第4話 澪の帰宅


 雫の母親、澪が帰宅したのは午後7時過ぎだった。


 雫が事前に帰宅時間の連絡を受けていたので、静流はその時間にあわせてコンベンションオーブンで干物を焼き上げ、雫は新タマネギの味噌汁を完成させた。


 今は疲れたビジネスウーマンを絵に描いたような澪だが、雫が美少女なのは母親譲りだと分かる切れ長の目の美形だ。スタイルも抜群で、スーツのウエストもきゅっとしまっていて細すぎるほど細いのが分かるし脚も長い。まだ30代半ばで、再婚の当ても数多あるだろうに独身のままだ。静流からは20代にしか見えないので、かなり若く見える方だと静流は思う。


「美味しそうな匂いだなあ」


 澪がリビングに入ったタイミングで雫が鍋を持ってきてお椀に味噌汁を注ぎ、静流が炊飯器からご飯をよそう。


「静流くん、いらっしゃい」


「澪さん、これからお世話になります」


 静流は雫の父方なので、澪との血縁関係はない。


「これからは家族だね。よろしくね」


 耳元で澪はささやくようにいい、静流はドキリとさせられる。


 制汗剤と女性特有のいい匂いがした。


 澪は3人分が配膳された座卓を眺めて目を細め、座椅子に腰をかける。続けて雫が座り、最後に静流が座った。手を合わせていただきますをした後、澪はジャズ風の音楽をBluetoothスピーカーから流し始める。


「干物、美味しいねえ」


 箸をつけるなり、澪が言った。


「何よりです。お仕事どうですか」


「広告とるのも大変だし、制作も大変だよ。人手があればいいんだろうけどそうすると赤字だ。でも、今日は早く帰れたからね」


 澪は笑顔になり、席を立って冷蔵庫から缶ビールを取り出し、開ける。


「干物にビールが合うこと!」


 澪はだいぶお疲れのようである。


「雫は静流くんに迷惑をかけないようにするんだよ」


「分かってる」


「どうだろ? テンション上がっていたんじゃないの?」


 澪はニヤリと笑って自分の娘をからかうような目で見る。


「それは……上がるよ」


「お、認めた。私の娘だけ合って猪突猛進なところがあるから、静流くんには苦労掛けるけど、勉強を含めてよろしくね」


 そして澪は缶ビールを飲み干し、干物をきれいに食べ終わる。


「それはもちろん」


「静流くんが来てくれたお陰で、雫の学費が貯められるし、塾代も節約できるし、大助かりだよ」


 静流は大きく頷いた。


 夕食を終えると静流が最初に入浴する。それは澪とよく考えた上で決めたことで、1番事故が起きにくいだろうから、という理由からだ。洗濯槽には洗濯ネットが幾つか入っていたが、昨日洗えなかったのか、洗濯ネットの中に下着類が入っているのが見えて、静流は慌てて目をそらした。しかしこれから洗濯物を干す上でもう避けられないことだと腹をくくった。澪も雫も世間一般の基準からいっても美人と美少女だが、家族だと考えてもう煩悩を消していくしかない。

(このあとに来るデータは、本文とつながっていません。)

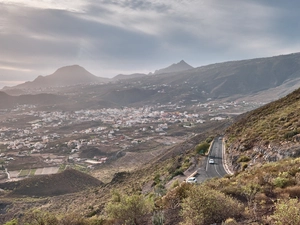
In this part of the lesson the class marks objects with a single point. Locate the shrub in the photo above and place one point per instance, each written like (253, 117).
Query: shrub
(12, 222)
(293, 191)
(202, 148)
(290, 134)
(206, 206)
(175, 196)
(37, 217)
(287, 212)
(280, 182)
(243, 158)
(230, 221)
(129, 209)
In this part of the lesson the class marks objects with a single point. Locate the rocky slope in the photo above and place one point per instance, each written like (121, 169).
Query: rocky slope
(269, 133)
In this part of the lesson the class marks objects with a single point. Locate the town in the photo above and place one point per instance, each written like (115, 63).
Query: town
(34, 142)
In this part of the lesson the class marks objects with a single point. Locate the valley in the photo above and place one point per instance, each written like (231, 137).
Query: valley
(80, 148)
(33, 140)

 風呂場には去年の夏に理科の授業で作ったヘチマタワシが乾くようにぶら下がっていて、雫が今も使っているのがわかり、静流はほっこりした。静流が入浴を終えると、次に夕食の後片付けを終えた雫が洗面所に来る。


「ウチと一緒にお風呂に入る日が来るかもよ」


「なんて逮捕案件を口にするんだ!」


「じょーだん、冗談だよ」


 そして静流は洗面所を後にして扉を閉めた。


 リビングの座卓には澪がいたが、もう部屋着に着替え終えていた。ポニーテールにしていた長い髪を今は下ろしている。座卓の上には缶ビールの空き缶が3本ほどあり、4本目を飲んでいるところだ。食事中の1本を足すと5本目ということになる。つまみは乾き物だけだ。


「自分の家なんだからくつろいでね」


「はい」


「話があるんだけど、座ってくれる?」


 アルコールが入っているというのに、澪は随分、神妙な顔をしていた。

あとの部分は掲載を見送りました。